Hours after the Mumbai Police arrested venture capital investor Mahesh Murthy for allegedly sending derogatory and obscene messages to women, the businessman on Friday said that he had been granted anticipatory bail. Murthy claimed that it was a technical arrest and that he has been released on surety.

The National Commission for Women said the arrest was made following its intervention after a Delhi-based woman had approached the panel with her complaint.

“This is the same issue on which I had filed a case and where the High Court has already passed an interim order in my favour and against the complainant back in April 2017,” Murthy said on Twitter. “This is an attempt to counter-sue. I will fight this too in court to defend my reputation.”

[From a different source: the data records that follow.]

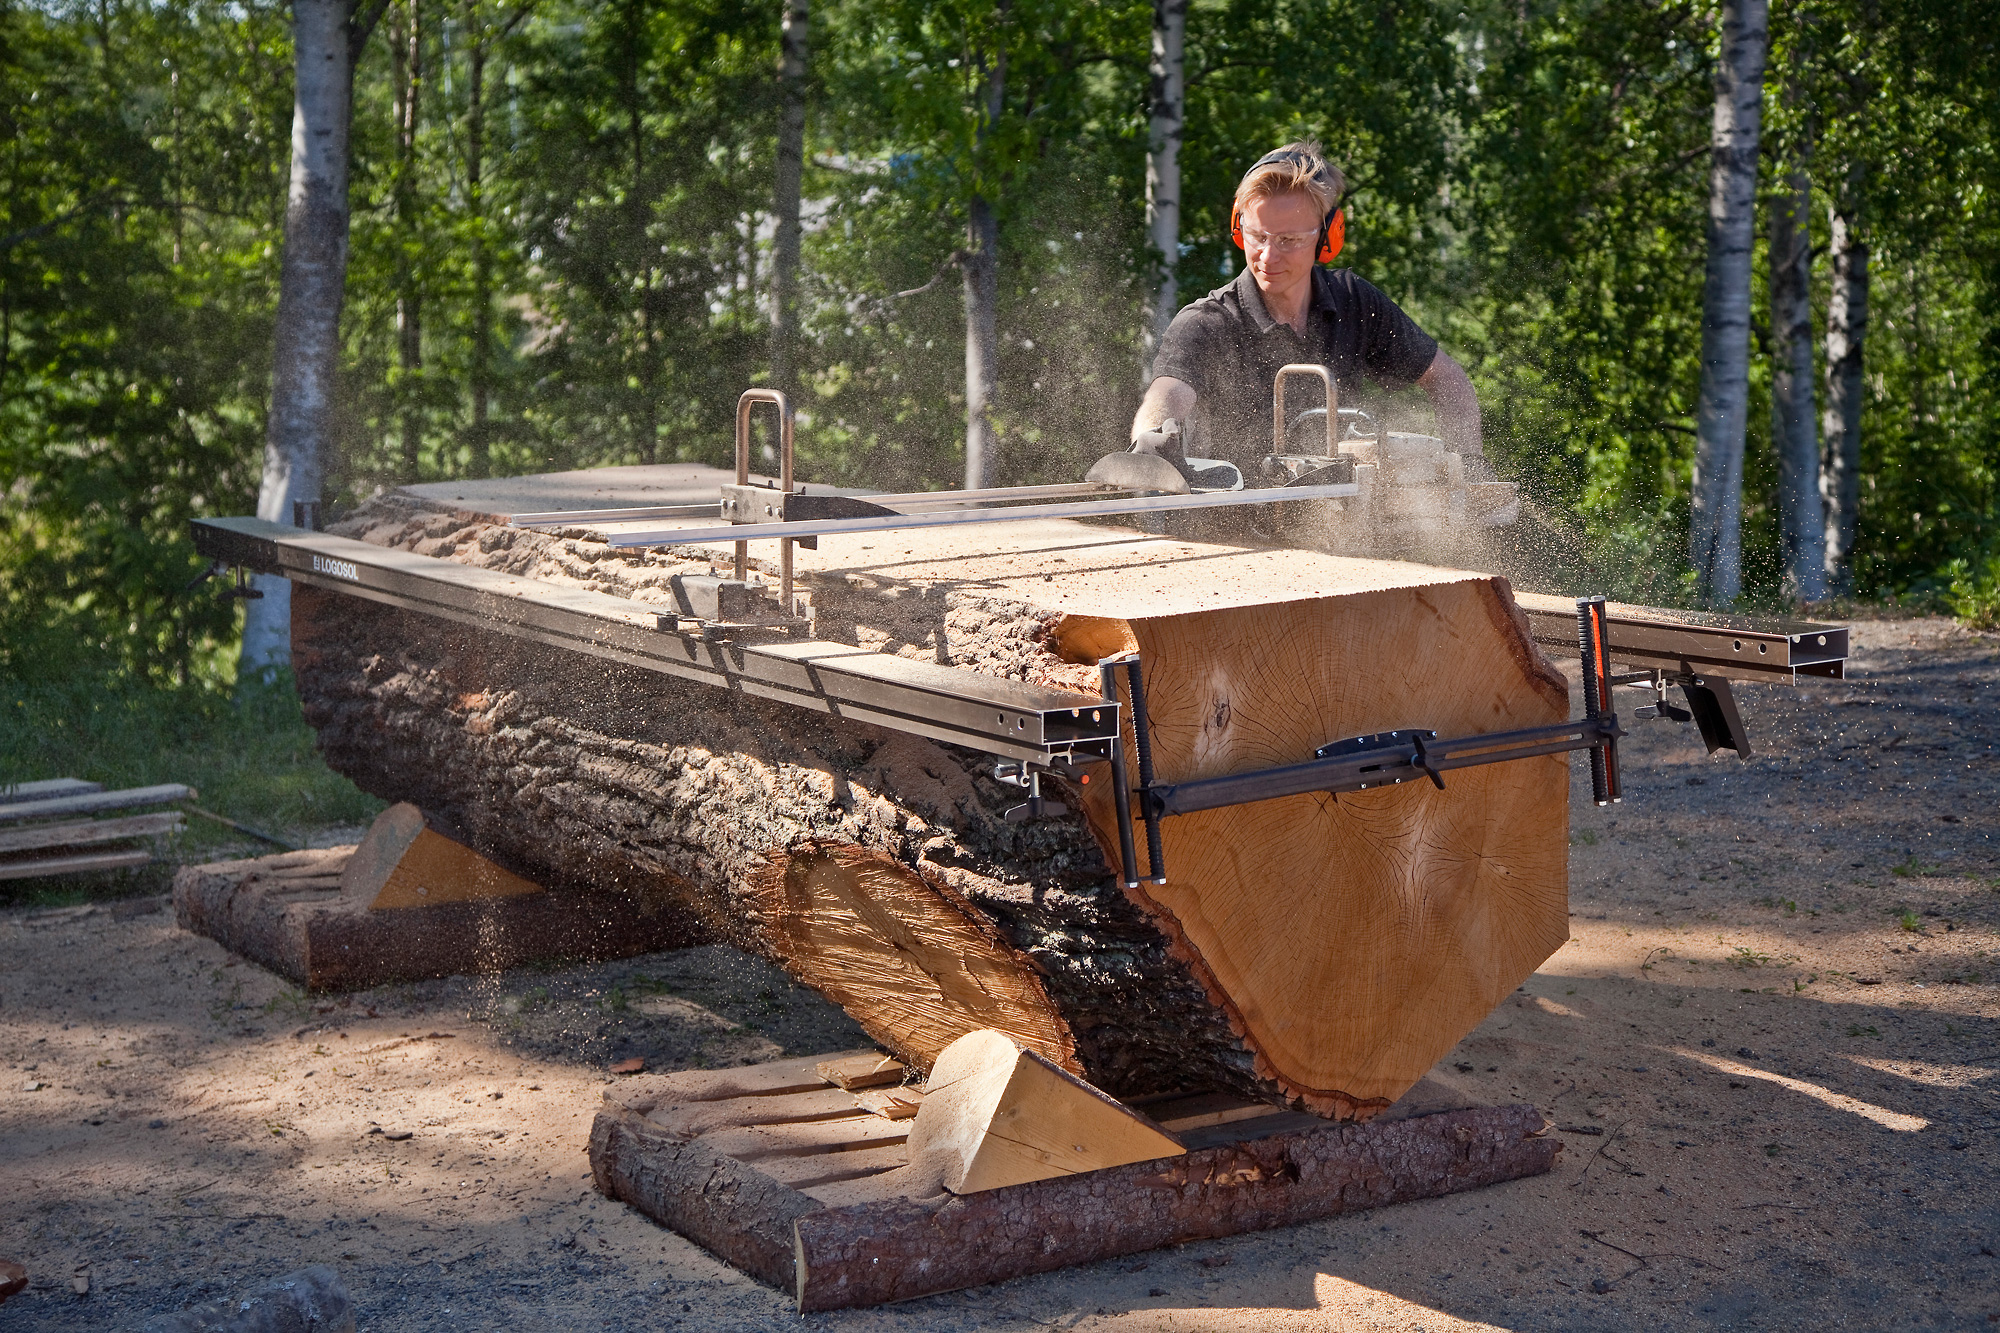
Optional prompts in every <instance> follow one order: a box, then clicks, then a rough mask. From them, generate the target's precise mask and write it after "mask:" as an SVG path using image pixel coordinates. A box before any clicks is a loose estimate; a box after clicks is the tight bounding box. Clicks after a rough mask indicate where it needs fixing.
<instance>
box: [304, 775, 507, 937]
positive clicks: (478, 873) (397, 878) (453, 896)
mask: <svg viewBox="0 0 2000 1333" xmlns="http://www.w3.org/2000/svg"><path fill="white" fill-rule="evenodd" d="M340 891H342V893H344V895H350V897H356V899H366V901H368V911H392V909H408V907H440V905H444V903H472V901H480V899H514V897H522V895H528V893H542V887H540V885H536V883H530V881H526V879H522V877H520V875H514V873H510V871H502V869H500V867H498V865H494V863H492V861H488V859H486V857H482V855H478V853H476V851H472V849H470V847H466V845H464V843H458V841H454V839H448V837H444V835H442V833H438V831H436V829H432V827H430V825H428V823H426V821H424V813H422V811H420V809H416V807H414V805H410V803H408V801H404V803H398V805H392V807H388V809H386V811H382V813H380V815H378V817H376V821H374V825H372V827H370V829H368V837H364V839H362V843H360V847H356V849H354V855H352V857H350V859H348V865H346V869H344V871H342V873H340Z"/></svg>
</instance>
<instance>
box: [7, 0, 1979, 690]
mask: <svg viewBox="0 0 2000 1333" xmlns="http://www.w3.org/2000/svg"><path fill="white" fill-rule="evenodd" d="M412 14H416V16H420V18H422V26H420V30H418V32H416V34H414V38H412V32H410V22H412ZM1716 18H1718V8H1716V4H1714V0H1532V2H1530V4H1474V6H1460V4H1442V2H1440V0H1412V2H1396V4H1370V6H1364V4H1360V2H1358V0H1196V2H1194V4H1192V6H1190V14H1188V46H1186V52H1188V56H1186V68H1188V110H1186V136H1184V150H1182V246H1180V250H1182V252H1180V256H1178V274H1180V294H1182V298H1184V300H1192V298H1196V296H1200V294H1202V292H1206V290H1210V288H1214V286H1220V284H1222V282H1226V280H1228V278H1230V276H1232V274H1234V272H1236V266H1238V264H1240V258H1238V254H1236V250H1234V248H1232V246H1230V244H1228V198H1230V190H1232V188H1234V182H1236V178H1238V174H1240V170H1242V166H1244V164H1246V162H1248V160H1252V158H1254V156H1258V154H1260V152H1264V150H1268V148H1272V146H1274V144H1278V142H1282V140H1288V138H1296V136H1316V138H1320V140H1322V142H1324V144H1326V148H1328V152H1330V154H1332V156H1334V158H1336V160H1338V162H1340V164H1342V166H1344V168H1346V172H1348V176H1350V184H1352V190H1350V196H1348V214H1350V218H1348V220H1350V228H1348V236H1350V240H1348V250H1346V254H1344V256H1342V260H1340V262H1342V264H1352V266H1354V268H1356V270H1358V272H1362V276H1366V278H1370V280H1374V282H1376V284H1380V286H1384V288H1386V290H1388V292H1390V294H1394V296H1396V298H1398V300H1402V302H1404V304H1408V306H1410V308H1412V312H1416V314H1418V318H1420V322H1424V324H1426V326H1428V328H1432V330H1434V332H1438V334H1440V338H1442V340H1444V344H1446V348H1448V350H1452V352H1454V354H1456V356H1458V358H1460V360H1462V362H1466V364H1468V368H1470V370H1472V374H1474V380H1476V382H1478V386H1480V392H1482V400H1484V404H1486V422H1488V444H1490V450H1492V454H1494V456H1496V458H1498V460H1500V462H1502V466H1504V470H1508V472H1510V474H1516V476H1520V478H1522V480H1524V482H1526V488H1528V498H1530V504H1528V520H1526V524H1524V530H1532V532H1538V536H1534V538H1532V540H1534V542H1538V546H1536V552H1534V558H1536V560H1538V562H1540V566H1542V568H1540V576H1542V582H1548V584H1568V586H1582V584H1590V586H1598V588H1604V590H1610V592H1616V594H1622V596H1630V598H1640V600H1662V602H1672V600H1676V598H1680V596H1684V592H1686V576H1684V560H1682V544H1684V528H1686V494H1688V482H1690V466H1692V442H1694V430H1692V426H1694V422H1692V410H1694V394H1696V386H1698V364H1696V358H1698V346H1700V284H1702V260H1704V232H1702V216H1704V202H1706V188H1708V184H1706V176H1708V152H1710V150H1708V134H1710V112H1712V86H1710V74H1712V60H1714V46H1716ZM1148 28H1150V6H1146V4H1138V2H1136V0H1114V2H1110V4H1062V2H1058V0H1010V2H1008V4H996V2H994V0H826V2H824V4H814V8H812V64H810V100H808V162H806V182H804V196H806V236H804V260H802V272H800V322H802V346H800V408H802V414H800V452H802V466H804V470H806V474H808V476H812V478H814V480H828V482H848V484H884V486H894V488H908V486H936V484H952V482H954V480H956V478H958V474H960V450H962V430H964V424H962V418H964V304H962V300H964V298H962V274H960V270H958V268H956V256H958V252H960V250H962V248H964V244H966V218H968V206H970V200H972V198H974V196H980V198H984V200H986V202H988V204H992V208H994V212H996V216H998V222H1000V310H998V330H1000V366H998V398H996V408H994V420H996V428H998V434H1000V466H998V472H1000V478H1002V480H1054V478H1068V476H1074V472H1076V468H1078V464H1082V462H1084V460H1086V458H1090V456H1092V454H1098V452H1104V450H1106V448H1112V446H1116V442H1120V440H1122V438H1124V424H1126V420H1128V416H1130V410H1132V404H1134V400H1136V394H1138V392H1140V388H1142V384H1140V340H1138V328H1140V322H1142V310H1144V296H1146V290H1148V288H1150V274H1152V272H1154V266H1156V260H1158V256H1154V254H1152V252H1150V248H1148V240H1146V236H1144V228H1142V200H1144V188H1146V186H1144V150H1146V98H1148V70H1146V60H1148ZM1772 32H1774V48H1772V60H1770V70H1772V74H1770V86H1768V92H1770V96H1766V116H1768V144H1770V160H1768V164H1766V180H1770V178H1774V176H1776V172H1778V168H1780V166H1784V164H1790V162H1808V170H1810V174H1812V180H1814V190H1816V196H1814V210H1812V230H1814V242H1816V244H1822V246H1824V242H1826V214H1824V208H1826V202H1828V200H1830V198H1834V194H1836V190H1838V192H1844V194H1842V198H1848V200H1850V202H1852V204H1854V206H1856V216H1858V218H1860V220H1862V234H1864V240H1866V242H1868V246H1870V272H1872V316H1870V328H1868V352H1866V358H1868V396H1866V406H1864V454H1862V518H1860V546H1858V552H1856V574H1858V586H1860V588H1862V592H1864V594H1876V596H1878V594H1890V592H1894V594H1898V596H1904V598H1916V600H1920V602H1932V604H1940V606H1950V608H1954V610H1956V614H1960V616H1964V618H1966V620H1970V622H1988V624H1990V622H1994V620H1996V616H2000V612H1996V602H2000V564H1996V560H2000V556H1994V552H1996V550H2000V512H1996V510H2000V388H1996V386H2000V216H1996V200H2000V148H1996V142H2000V136H1996V134H1994V130H1996V126H2000V54H1996V36H1994V24H1992V22H1990V18H1988V16H1986V14H1984V12H1982V8H1980V6H1978V2H1976V0H1788V2H1786V4H1782V6H1778V8H1776V12H1774V20H1772ZM412 40H414V42H416V66H412V64H410V52H412V46H410V44H412ZM1002 60H1004V68H1006V78H1004V88H1002V96H1000V100H998V102H992V100H990V92H992V88H990V84H988V80H986V74H988V72H990V70H994V68H996V66H998V64H1000V62H1002ZM776 62H778V18H776V10H774V8H772V6H768V4H758V6H750V4H742V2H740V0H608V2H604V4H586V2H584V0H538V2H536V4H528V0H452V2H450V4H442V6H436V4H426V6H420V8H412V6H410V4H406V2H404V0H394V2H392V4H390V8H388V14H386V18H384V22H382V24H380V26H378V28H376V32H374V36H370V40H368V44H366V48H364V52H362V58H360V64H358V70H356V84H354V86H356V102H354V132H352V144H354V166H352V194H350V202H352V210H354V226H352V264H350V282H348V306H346V316H344V340H346V366H344V378H342V386H340V418H338V432H340V456H338V458H332V460H330V472H328V474H330V482H328V484H330V488H332V496H334V500H336V504H338V502H352V500H356V498H360V496H366V494H368V492H372V490H374V488H378V486H388V484H398V482H406V480H434V478H450V476H472V474H486V472H518V470H544V468H560V466H590V464H608V462H640V460H690V462H696V460H698V462H720V460H722V458H724V456H726V452H728V444H730V428H732V402H734V396H736V394H738V392H740V388H742V386H746V384H754V382H762V380H764V378H766V376H768V334H766V328H768V318H770V308H768V290H770V280H772V272H770V268H772V258H770V192H772V158H774V144H776V118H778V90H776ZM412 70H420V76H418V78H414V80H412ZM290 80H292V70H290V38H288V10H286V8H284V6H282V4H278V2H276V0H250V2H228V4H226V2H222V0H188V2H184V4H176V6H138V4H128V2H120V0H106V2H104V4H90V6H84V4H82V2H80V0H46V2H42V4H34V6H28V4H20V2H18V0H0V146H4V152H0V186H4V188H0V675H8V677H18V675H22V673H30V675H32V669H34V667H36V662H40V660H46V658H48V654H50V652H56V654H58V656H64V654H72V652H82V654H84V656H86V658H88V660H90V662H96V664H94V667H90V671H92V673H96V671H100V664H104V662H116V667H104V671H112V673H114V675H118V677H126V679H134V681H156V683H170V685H174V689H180V685H178V683H184V681H192V683H196V685H190V687H188V689H194V687H198V685H200V683H202V681H220V675H218V673H220V660H222V658H224V656H226V652H228V644H230V642H232V640H234V634H236V612H234V602H230V600H228V598H224V596H218V594H216V588H214V584H204V586H202V588H196V590H194V592H192V594H184V592H182V588H184V586H186V584H188V580H190V578H192V576H194V574H196V572H200V564H198V560H196V558H194V554H192V548H190V544H188V540H186V532H184V528H186V520H188V518H190V516H194V514H208V512H244V510H248V508H250V502H252V494H254V482H256V472H258V462H260V442H262V434H264V414H266V394H268V380H270V374H268V370H270V366H268V358H270V350H268V348H270V318H272V306H274V284H276V256H278V250H280V240H282V208H284V186H286V164H288V148H290ZM412 90H414V100H416V114H414V116H406V108H408V106H410V98H412ZM406 130H408V134H406ZM1822 270H1824V264H1822ZM1814 300H1816V308H1818V316H1820V318H1824V306H1826V282H1824V272H1822V274H1820V278H1818V288H1816V294H1814ZM1762 302H1764V296H1762V290H1760V292H1758V306H1756V314H1754V322H1760V320H1764V312H1762V310H1764V304H1762ZM1756 336H1760V338H1764V336H1766V332H1764V328H1762V324H1756ZM1764 350H1768V348H1764ZM1368 404H1370V406H1376V408H1382V410H1388V412H1392V414H1396V416H1408V414H1410V412H1412V410H1416V412H1418V416H1416V422H1414V424H1420V422H1422V414H1420V408H1416V406H1414V404H1410V402H1408V400H1406V398H1398V396H1386V398H1382V400H1370V402H1368ZM1750 406H1752V410H1750V422H1752V426H1750V444H1748V460H1746V494H1744V522H1746V532H1744V546H1746V556H1744V558H1746V584H1748V588H1750V592H1748V598H1750V600H1752V604H1776V602H1778V598H1780V578H1778V558H1776V530H1774V528H1776V522H1774V510H1776V502H1774V486H1776V466H1774V460H1772V450H1770V438H1768V434H1770V428H1768V420H1770V412H1768V366H1766V358H1764V356H1758V358H1756V368H1754V372H1752V404H1750ZM64 660H68V656H64ZM202 689H206V687H202Z"/></svg>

The Mumbai Police confirmed that the investor had been granted bail. “It was a technical arrest,” senior police inspector of Khar police station, Ramchandra Jadhav, told the Hindustan Times.

Police in Mumbai’s Khar had registered a case against Murthy on December 30 based on the complaint. He was charged with stalking and “outraging the modesty” of women. He was also charged under the Information Technology Act.

In November 2017, the National Commission for Women had written to the Maharashtra director general of police regarding Murthy’s use of “objectionable, derogatory, sexual remarks and obscene signs on social media”.

It had also sent various media reports about other women who had made similar complaints, the panel had said. “Even though Murthy has allegedly already posted an apology for some of his posts, the NCW, in its letter to the Maharashtra DGP, requested for the DGP’s personal involvement,” the commission had said in a press release. “Such acts not only amount to outraging the modesty of women but also attract action for cyber crime.”

In April 2017, several complaints of sexual harassment surfaced against the investor, with some dating back to the early 2000s. Murthy had also written a post in an attempt to justify himself.